3

First of all, I'm not a statistician, but I'm teaching myself some methods I require for a project I'm doing now.

I have a 2D dataset of N observations. For the ith observation, the first entry is the estimated number of lines in the ith chapter of a book, and the second entry is the actual number of lines in that chapter.

All the values are large (so I guess there's no point on using Poisson distributions), and after taking log to both entries I get a nice line. There is no heteroscedasticity, and the distribution of residuals seems to be normal. My question is, should I anyway necessarily use methods for count data? If not, how could I justify it?
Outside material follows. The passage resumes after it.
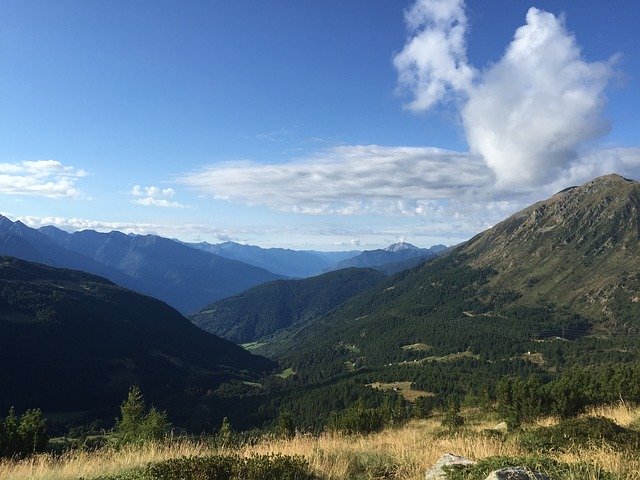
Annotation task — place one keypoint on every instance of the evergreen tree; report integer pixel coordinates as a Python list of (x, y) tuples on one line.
[(285, 426), (135, 425)]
If yes, a negative binomial distribution would do the trick?

Alfonso
  • 33
  • 1
    If, as you suggest, the variance assumption is okay, then it's probably not going to lead to any problems at all just dealing with OLS regression. – Glen_b May 28 '14 at 00:23
  • See http://stats.stackexchange.com/questions/142338/goodness-of-fit-and-which-model-to-choose-linear-regression-or-poisson/142353#142353 – kjetil b halvorsen Dec 02 '16 at 18:46

1 Answers1

4

Usually, if all the integer values are large and if there are a lot of different values, ordinary regression works OK. Indeed, many typical dependent variables are of this nature, at least, as recorded. E.g. weight of adult humans is recorded in pounds or kg, not fractions of an ounce or gram.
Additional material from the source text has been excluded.